Pero pronto irrumpió una ola que barrió con todas estas formas. Llegó con los mongoles bajo el mando de Hulagu, que pasaron de la destrucción de los Asesinos a la destrucción de Bagdad y del Califato. En el año 656 de la Hégira (1258 d.C.), la ciudad fue tomada y llegó el fin de los abasíes. Un tío del califa reinante escapó y huyó a Egipto, donde el sultán mameluco lo recibió y le dio una corte espiritual [54] y reconocimiento eclesiástico. Le pareció bien tener un califa propio para utilizarlo en cualquier cuestión de legitimidad. El nombre tenía mucho valor. Finalmente, en 1517, el gobierno mameluco cayó ante los turcos otomanos, y la historia que cuentan es que el último abasí, cuando murió en 1538, entregó sus derechos a su sultán, Sulayman el Grande. Desde entonces, el sultán otomano de Constantinopla ha afirmado ser el califa de Mahoma y el líder espiritual del mundo musulmán.
Tales fueron los destinos de los Comandantes de los Creyentes. Hemos seguido su rastro a través de un largo y tortuoso camino, lleno de confusiones y complicaciones. Dejando de lado al partido legitimista, todo puede resumirse en una palabra. La posición teórica era que el Imán, o líder, debía ser elegido por la comunidad musulmana, y esa posición nunca, teóricamente, se abandonó. Cada nuevo soberano otomano es elegido solemnemente por los Ulama, o abogados canónicos y teólogos de Constantinopla. Su soberanía temporal viene por sangre; al otorgar esta soberanía espiritual, los Ulama actúan como representantes del Pueblo de Mahoma. Así, la posición teórica estaba sujeta a muchas modificaciones en la práctica. La comunidad musulmana se resuelve en el pueblo de la capital; más aún, en la guardia personal del Califa muerto; y, finalmente, como ahora, en los peculiares custodios de la Fe. Entre los ibaditas, la posición desde el principio parece haber sido que sólo los versados en la ley debían actuar como electores. Junto con esto, se desarrolló la doctrina de que era [55] el deber del pueblo reconocer un fait accompli y rendir homenaje a un usurpador exitoso, hasta que apareciera otro más exitoso. Habían aprendido que era mejor tener un mal gobernante que ninguno. Este fue el fin de la democracia del Islam.

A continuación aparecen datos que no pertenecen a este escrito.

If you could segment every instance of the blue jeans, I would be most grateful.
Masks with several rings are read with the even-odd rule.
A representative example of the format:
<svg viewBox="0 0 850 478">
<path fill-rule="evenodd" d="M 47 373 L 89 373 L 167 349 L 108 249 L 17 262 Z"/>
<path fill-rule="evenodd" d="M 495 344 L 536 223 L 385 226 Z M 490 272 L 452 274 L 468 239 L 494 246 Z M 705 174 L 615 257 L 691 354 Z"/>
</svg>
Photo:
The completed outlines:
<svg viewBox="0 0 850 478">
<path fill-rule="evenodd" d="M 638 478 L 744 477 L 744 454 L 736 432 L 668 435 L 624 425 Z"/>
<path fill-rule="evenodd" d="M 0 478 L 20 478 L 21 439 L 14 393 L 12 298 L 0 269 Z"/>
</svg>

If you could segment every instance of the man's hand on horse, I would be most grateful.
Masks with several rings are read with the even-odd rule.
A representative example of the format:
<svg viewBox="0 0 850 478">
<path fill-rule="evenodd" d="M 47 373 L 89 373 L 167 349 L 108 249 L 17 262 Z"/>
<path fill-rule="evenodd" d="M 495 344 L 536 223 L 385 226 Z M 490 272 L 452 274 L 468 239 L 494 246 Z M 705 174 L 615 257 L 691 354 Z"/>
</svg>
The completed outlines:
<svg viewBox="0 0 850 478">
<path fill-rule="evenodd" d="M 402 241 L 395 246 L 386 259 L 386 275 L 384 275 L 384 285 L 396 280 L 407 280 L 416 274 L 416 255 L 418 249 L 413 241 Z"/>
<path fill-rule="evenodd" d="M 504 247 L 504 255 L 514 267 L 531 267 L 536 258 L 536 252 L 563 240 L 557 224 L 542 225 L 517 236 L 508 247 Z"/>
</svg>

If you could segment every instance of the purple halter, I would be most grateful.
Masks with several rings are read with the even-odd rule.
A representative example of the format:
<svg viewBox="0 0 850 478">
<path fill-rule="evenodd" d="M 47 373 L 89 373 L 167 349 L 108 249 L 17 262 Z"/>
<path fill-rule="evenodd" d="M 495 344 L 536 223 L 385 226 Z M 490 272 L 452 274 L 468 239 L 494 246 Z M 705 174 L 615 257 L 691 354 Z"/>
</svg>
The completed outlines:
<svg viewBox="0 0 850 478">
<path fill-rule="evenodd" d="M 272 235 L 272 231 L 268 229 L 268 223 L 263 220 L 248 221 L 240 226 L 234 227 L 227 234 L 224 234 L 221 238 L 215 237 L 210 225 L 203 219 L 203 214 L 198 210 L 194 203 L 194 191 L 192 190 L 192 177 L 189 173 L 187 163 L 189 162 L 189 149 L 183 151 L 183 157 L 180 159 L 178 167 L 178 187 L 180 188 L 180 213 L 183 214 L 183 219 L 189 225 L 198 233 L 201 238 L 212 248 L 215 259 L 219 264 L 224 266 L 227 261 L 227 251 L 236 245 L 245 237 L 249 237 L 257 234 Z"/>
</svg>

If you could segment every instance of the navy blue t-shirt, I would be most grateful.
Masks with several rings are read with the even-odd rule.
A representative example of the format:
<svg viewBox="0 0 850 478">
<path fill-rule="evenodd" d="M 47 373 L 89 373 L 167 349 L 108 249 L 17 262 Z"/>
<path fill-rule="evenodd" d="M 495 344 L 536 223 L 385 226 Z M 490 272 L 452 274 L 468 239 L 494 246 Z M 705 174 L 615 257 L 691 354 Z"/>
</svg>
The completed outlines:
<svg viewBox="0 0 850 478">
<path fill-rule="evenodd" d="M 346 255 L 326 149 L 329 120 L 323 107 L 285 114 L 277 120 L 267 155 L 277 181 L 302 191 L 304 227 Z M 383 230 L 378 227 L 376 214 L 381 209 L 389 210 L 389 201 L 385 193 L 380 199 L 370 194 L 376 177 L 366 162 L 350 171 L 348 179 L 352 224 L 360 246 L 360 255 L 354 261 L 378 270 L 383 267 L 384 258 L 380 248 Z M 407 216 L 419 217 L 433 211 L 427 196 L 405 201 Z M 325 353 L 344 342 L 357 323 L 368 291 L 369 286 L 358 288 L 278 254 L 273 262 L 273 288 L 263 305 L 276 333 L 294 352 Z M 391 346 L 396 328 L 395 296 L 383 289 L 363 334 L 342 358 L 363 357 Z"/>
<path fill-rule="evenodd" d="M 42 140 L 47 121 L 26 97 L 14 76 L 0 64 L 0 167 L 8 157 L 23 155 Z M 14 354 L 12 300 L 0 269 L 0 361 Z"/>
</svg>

Finalmente, puede ser bueno dar alguna explicación de la cuestión constitucional tal como existe en la actualidad. El más grande de los sultanes del Islam es sin duda el Emperador de la India. Bajo su gobierno hay muchos más musulmanes que bajo cualquier otro. Pero la teoría del Estado musulmán nunca contempló la posibilidad de que los musulmanes vivan bajo el gobierno de un infiel. Para ellos, el mundo está dividido en dos partes, una es Dar al-Islam, morada del Islam; y la otra es Dar al-Harb, morada de la guerra. Al final, Dar al-Harb debe desaparecer en Dar al-Islam y el mundo entero debe ser musulmán. Estos nombres indican con suficiente claridad cuál es la actitud musulmana hacia los no musulmanes. Sin embargo, sigue siendo un punto discutible entre los juristas canónicos si la yihad, o guerra santa, puede hacerse, sin provocación, contra cualquier Dar al-Harb. Una cosa es cierta, debe haber una perspectiva razonable de éxito para justificar cualquier movimiento de ese tipo; las vidas de los musulmanes no deben ser desperdiciadas. Además, la necesidad del caso -en la India, especialmente- ha hecho surgir la doctrina de que cualquier país en el que se protejan los usos peculiares del Islam y se sigan sus preceptos [56] -incluso algunos de ellos- debe ser considerado como Dar al-Islam y que la Yihad dentro de sus fronteras está prohibida. Sin embargo, podemos dudar de que esta doctrina frene a los musulmanes indios en algún grado si realmente se presentara una buena oportunidad para una Yihad. Los chiítas, cabe señalar, no pueden emprender una Yihad en absoluto hasta que el Imán Oculto regrese y dirija sus ejércitos.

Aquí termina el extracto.